Similarly, the book of Ruth gives us a unique voice in the Bible because it centers the women’s narrative and gives its female characters agency. In this Sunday’s lectionary passage, Naomi and Ruth act on a plan to secure their futures with the little power and resources they have. The reader of this text who is unfamiliar with biblical euphemisms will miss the provocative nature of Naomi’s plan. Ruth would go to Boaz when he was asleep, uncover his “feet” and lie down. “Feet” are often used as a euphemism for genitalia in the Bible and the word for “lie down” in Hebrew implies sexual intercourse. In her new commentary, “A Women’s Lectionary for the Whole Church,” Hebrew Bible Scholar Wilda Gafney translates “feet” in verse 4 as “thighs” and writes: “Romantic readings of Ruth often ignore Naomi’s grooming of her to sexually service Boaz – make herself attractive, wait until he is drunk, uncover his thighs, and do what he tells her – as a survival strategy for them both. It is likely that there was sexual contact between them, which, given Ruth’s vulnerable status, is problematic for contemporary readers. The story of Ruth can easily be read as a story of survival sex and draws our attention to the plight of vulnerable, hungry, desperate migrant women.”

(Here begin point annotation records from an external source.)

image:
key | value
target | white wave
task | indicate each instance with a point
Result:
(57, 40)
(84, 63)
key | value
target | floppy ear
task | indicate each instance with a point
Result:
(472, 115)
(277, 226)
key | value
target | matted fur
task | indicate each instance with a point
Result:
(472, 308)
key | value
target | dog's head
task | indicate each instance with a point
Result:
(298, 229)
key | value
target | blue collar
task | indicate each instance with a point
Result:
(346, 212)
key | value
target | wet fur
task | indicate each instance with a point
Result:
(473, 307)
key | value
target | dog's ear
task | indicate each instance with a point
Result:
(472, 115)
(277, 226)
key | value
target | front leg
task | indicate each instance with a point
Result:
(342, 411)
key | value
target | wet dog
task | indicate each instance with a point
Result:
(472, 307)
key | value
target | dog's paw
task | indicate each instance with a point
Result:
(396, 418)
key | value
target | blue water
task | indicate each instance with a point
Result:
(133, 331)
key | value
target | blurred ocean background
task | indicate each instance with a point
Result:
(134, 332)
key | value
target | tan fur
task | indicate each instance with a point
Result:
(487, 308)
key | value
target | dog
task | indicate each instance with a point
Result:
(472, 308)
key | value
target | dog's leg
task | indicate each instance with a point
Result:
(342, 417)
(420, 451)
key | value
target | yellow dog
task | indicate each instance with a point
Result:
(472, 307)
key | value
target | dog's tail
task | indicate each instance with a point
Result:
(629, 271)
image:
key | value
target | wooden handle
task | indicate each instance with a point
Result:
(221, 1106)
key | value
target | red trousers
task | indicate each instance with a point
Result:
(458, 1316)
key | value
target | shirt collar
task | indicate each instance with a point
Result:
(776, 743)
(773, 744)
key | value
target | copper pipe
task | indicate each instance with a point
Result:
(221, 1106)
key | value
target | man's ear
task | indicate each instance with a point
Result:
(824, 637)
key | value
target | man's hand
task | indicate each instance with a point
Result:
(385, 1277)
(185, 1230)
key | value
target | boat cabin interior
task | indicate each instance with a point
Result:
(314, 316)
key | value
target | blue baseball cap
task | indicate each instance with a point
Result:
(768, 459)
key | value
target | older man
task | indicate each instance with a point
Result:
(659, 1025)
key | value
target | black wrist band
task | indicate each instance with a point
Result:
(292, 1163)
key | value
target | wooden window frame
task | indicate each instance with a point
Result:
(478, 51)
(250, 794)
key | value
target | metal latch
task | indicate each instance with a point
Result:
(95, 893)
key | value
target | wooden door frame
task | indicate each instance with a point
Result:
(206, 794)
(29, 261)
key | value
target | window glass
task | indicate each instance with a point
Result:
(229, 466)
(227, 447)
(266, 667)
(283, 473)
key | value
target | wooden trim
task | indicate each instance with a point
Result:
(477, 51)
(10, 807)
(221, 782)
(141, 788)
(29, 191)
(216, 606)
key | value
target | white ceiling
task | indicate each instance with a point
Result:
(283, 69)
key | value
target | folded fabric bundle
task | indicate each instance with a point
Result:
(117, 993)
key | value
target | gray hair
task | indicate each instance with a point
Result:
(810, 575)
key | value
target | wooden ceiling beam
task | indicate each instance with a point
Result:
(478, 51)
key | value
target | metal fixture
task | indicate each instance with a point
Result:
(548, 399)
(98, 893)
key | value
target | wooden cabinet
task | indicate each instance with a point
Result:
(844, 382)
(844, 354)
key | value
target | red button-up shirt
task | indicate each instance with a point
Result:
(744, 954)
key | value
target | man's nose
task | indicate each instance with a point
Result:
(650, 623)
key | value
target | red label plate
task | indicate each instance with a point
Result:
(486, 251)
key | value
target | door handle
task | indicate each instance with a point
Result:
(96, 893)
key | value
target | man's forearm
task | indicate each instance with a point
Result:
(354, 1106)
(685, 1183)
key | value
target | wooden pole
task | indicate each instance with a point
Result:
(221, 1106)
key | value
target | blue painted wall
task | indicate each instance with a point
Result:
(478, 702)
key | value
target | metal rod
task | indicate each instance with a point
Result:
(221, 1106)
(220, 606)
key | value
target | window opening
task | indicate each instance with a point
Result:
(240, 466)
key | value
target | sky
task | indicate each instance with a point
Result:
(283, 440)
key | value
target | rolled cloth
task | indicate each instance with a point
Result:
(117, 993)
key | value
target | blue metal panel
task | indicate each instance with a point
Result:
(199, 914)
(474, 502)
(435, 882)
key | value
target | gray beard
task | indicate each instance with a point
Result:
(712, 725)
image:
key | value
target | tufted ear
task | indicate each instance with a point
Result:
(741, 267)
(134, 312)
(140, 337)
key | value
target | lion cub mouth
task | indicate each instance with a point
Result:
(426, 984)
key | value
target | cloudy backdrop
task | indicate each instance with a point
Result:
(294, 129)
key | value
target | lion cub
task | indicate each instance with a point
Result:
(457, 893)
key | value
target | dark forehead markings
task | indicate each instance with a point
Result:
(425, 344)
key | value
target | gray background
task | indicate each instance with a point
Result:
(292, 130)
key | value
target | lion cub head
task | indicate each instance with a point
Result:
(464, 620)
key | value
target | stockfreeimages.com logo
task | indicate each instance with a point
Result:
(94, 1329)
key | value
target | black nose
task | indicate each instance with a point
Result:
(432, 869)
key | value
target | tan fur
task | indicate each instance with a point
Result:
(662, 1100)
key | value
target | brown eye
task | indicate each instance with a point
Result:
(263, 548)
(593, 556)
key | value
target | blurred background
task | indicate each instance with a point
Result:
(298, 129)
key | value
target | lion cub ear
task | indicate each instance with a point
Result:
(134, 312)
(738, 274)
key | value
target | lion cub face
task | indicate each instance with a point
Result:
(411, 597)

Although the power dynamics in this text are complex and even disturbing, the beauty of this biblical narrative rests in the eventual redemption of two vulnerable women and the centering of their story. Not even God, as a character, has center stage in the book of Ruth. God is mentioned, and God’s covenantal relationship with Israel’s people is an underlying theme, but the Redeemer never speaks. When Ruth, a foreign Moabite, is embraced and included in Boaz’s family, it expands the possibilities for outsiders to be welcomed as the “people of God.” In her commentary on this text, Marcia Mount Shoop writes that Ruth is “a pivotal symbol of accessibility.” The birth of Obed not only secures Ruth and Naomi’s future through lineage and inheritance but also expands the accessibility of God’s overarching redemptive narrative. Obed, born to Ruth the Moabite, becomes the father of Jesse, who becomes the father of David — the ancestral line of a Messiah who saves us all.
As we consider this narrative and this lineage through the book of Ruth, it would serve us well to pause and consider who tells our story.
Questions for reflection:
- Whose voices are centered in our family or church narrative?
- Who is left out or marginalized?
- What new perspective could we gain by listening to those, like Eliza and Ruth, who put themselves back in the narrative?